“Sin prisa, pero sin descanso”, me decía un tío, citando a Goethe, cuando me veía correr de estudiante tratando de hacer mil cosas a la vez: participar en el Centro de Alumnos, publicar una revista, asistir a un curso extracurricular de esto y lo otro, ensayar en un coro, compartir con la familia, no olvidar la inauguración de la exposición del amigo, no perderme por ningún motivo una fiesta. En esa época recorríamos la ciudad de punta a cabo en micro, y esas largas travesías eran un tiempo precioso destinado a la lectura. ¡Cuántos libros leí arrullado por el estrepitoso zarandeo de fierros de esas destartaladas máquinas! Es que no hay tiempo que perder, pensábamos; ya habrá tranquilidad más adelante, cuando todo en la vida haya decantado naturalmente, cuando hayamos asumido, ojalá satisfechos, la rutina del hogar y del trabajo. Pero la vida no es tan predecible. No se trataba de estar o no satisfechos, de contabilizar logros y fracasos como en carrera hacia una meta colectivamente idealizada, sino de expandir límites personales, aceptar desafíos siempre, aventurarse por el laberinto de nuestro mundo con el solo propósito de darle sentido. Y henos aquí, en medio del camino de la vida (citando al Dante ahora), apenas resistiendo ser arrastrados por el tráfago cotidiano, siempre corriendo, sin descanso y con mucha prisa, haciendo, cómo no, esas mil cosas a la vez.

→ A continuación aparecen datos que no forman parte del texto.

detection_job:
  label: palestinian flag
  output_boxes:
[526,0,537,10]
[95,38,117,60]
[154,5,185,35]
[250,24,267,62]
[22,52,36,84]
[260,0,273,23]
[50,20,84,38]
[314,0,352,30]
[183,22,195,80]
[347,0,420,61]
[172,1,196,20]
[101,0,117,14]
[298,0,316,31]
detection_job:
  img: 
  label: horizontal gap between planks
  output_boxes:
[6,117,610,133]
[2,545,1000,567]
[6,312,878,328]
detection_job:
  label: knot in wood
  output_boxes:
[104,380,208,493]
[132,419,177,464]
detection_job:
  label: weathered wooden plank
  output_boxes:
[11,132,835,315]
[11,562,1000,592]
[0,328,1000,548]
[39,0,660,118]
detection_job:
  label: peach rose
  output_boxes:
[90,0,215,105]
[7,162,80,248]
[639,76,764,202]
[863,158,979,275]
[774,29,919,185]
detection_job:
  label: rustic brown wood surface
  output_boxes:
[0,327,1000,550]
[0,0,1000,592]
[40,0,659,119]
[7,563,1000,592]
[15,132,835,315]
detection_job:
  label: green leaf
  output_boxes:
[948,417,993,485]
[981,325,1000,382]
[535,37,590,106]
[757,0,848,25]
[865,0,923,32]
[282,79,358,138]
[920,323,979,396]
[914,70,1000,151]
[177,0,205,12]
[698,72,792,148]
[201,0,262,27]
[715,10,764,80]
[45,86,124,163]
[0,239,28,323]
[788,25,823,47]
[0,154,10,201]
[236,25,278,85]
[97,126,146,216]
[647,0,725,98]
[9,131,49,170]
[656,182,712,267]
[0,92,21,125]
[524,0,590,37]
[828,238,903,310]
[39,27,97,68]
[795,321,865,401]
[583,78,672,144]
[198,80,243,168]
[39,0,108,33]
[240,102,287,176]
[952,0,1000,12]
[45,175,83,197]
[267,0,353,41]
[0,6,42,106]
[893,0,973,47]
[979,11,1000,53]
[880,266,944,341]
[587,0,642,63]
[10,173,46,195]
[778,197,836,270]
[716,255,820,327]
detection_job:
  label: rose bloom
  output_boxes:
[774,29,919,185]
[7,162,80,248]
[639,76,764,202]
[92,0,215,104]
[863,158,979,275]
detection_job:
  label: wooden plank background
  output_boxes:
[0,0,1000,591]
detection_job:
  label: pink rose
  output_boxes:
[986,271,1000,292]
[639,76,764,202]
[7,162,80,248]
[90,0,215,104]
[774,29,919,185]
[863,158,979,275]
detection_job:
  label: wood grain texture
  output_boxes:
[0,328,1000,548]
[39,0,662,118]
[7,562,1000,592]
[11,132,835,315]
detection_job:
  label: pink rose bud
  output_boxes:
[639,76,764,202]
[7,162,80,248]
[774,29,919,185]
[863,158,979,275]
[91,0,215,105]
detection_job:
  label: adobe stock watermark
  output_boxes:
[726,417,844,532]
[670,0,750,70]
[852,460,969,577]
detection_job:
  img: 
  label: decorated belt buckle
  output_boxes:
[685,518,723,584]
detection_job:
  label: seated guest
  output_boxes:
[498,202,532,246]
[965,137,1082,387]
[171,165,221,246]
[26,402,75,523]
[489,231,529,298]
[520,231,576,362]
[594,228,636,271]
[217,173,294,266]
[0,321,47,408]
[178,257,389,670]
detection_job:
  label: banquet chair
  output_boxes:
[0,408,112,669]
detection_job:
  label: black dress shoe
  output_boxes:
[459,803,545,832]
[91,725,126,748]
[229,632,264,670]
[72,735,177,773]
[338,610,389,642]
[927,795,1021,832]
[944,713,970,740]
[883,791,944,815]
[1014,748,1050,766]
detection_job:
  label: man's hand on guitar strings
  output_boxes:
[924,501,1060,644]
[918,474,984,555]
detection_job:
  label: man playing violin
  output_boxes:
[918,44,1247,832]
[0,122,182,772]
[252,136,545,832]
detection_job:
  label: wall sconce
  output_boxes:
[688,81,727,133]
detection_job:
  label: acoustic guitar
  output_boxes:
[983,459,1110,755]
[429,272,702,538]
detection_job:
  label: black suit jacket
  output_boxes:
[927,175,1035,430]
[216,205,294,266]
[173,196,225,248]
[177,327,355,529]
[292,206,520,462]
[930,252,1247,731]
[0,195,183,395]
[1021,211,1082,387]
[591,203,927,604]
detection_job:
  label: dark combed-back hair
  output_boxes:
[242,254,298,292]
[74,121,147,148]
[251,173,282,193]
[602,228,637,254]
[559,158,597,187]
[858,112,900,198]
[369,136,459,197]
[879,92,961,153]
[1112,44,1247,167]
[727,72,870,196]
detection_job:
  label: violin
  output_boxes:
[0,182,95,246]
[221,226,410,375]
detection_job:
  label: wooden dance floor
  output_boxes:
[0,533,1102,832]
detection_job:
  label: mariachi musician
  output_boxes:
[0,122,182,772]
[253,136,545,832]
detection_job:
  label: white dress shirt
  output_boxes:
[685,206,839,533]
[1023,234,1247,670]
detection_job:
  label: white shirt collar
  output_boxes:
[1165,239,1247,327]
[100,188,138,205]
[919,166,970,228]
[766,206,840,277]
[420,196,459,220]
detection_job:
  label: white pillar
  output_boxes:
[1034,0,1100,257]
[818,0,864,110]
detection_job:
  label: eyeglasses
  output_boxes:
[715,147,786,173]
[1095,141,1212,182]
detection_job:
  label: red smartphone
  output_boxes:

Tengo mi oficina en un viejo edificio cerca de la avenida Providencia. Cuando las obligaciones me abruman (los mensajes por contestar, las citas por hacer, los textos por leer o, peor aún, por escribir), descubro cualquier excusa para bajar a la calle y pasear una media hora. Es agradable caminar sin propósito por veredas repletas de gente un día de trabajo, observar al prójimo, detenerse en las vitrinas. Es reconfortante porque en el espacio público todos estamos en igualdad de condiciones; la ciudad, anónima y colectiva, es nuestro espejo. Ante el orden atávico de la gran ciudad, ante la multitud, nuestra prisa pasa a ser un problema irrelevante.
Providencia mantiene esta condición cosmopolita propia de las grandes capitales del mundo, imprescindible para el prestigio de la ciudad y la felicidad de sus habitantes, que aquí en Santiago parece ir escaseando: espacio público genuino, vibrante y sin condiciones. Veredas, árboles, comercio y multitud; receta infalible para un paseo de ciudadano libre y orgulloso. El centro de Santiago y una que otra avenida en otras comunas también conservan estos atributos, pero en su mayor parte la vida de calle de Santiago ha sucumbido a una política urbana de zonificación segregadora y a la irrupción del mayor de todos los peligros que la acechan: el centro comercial puertas adentro. Nunca es tarde para revertir esta tendencia.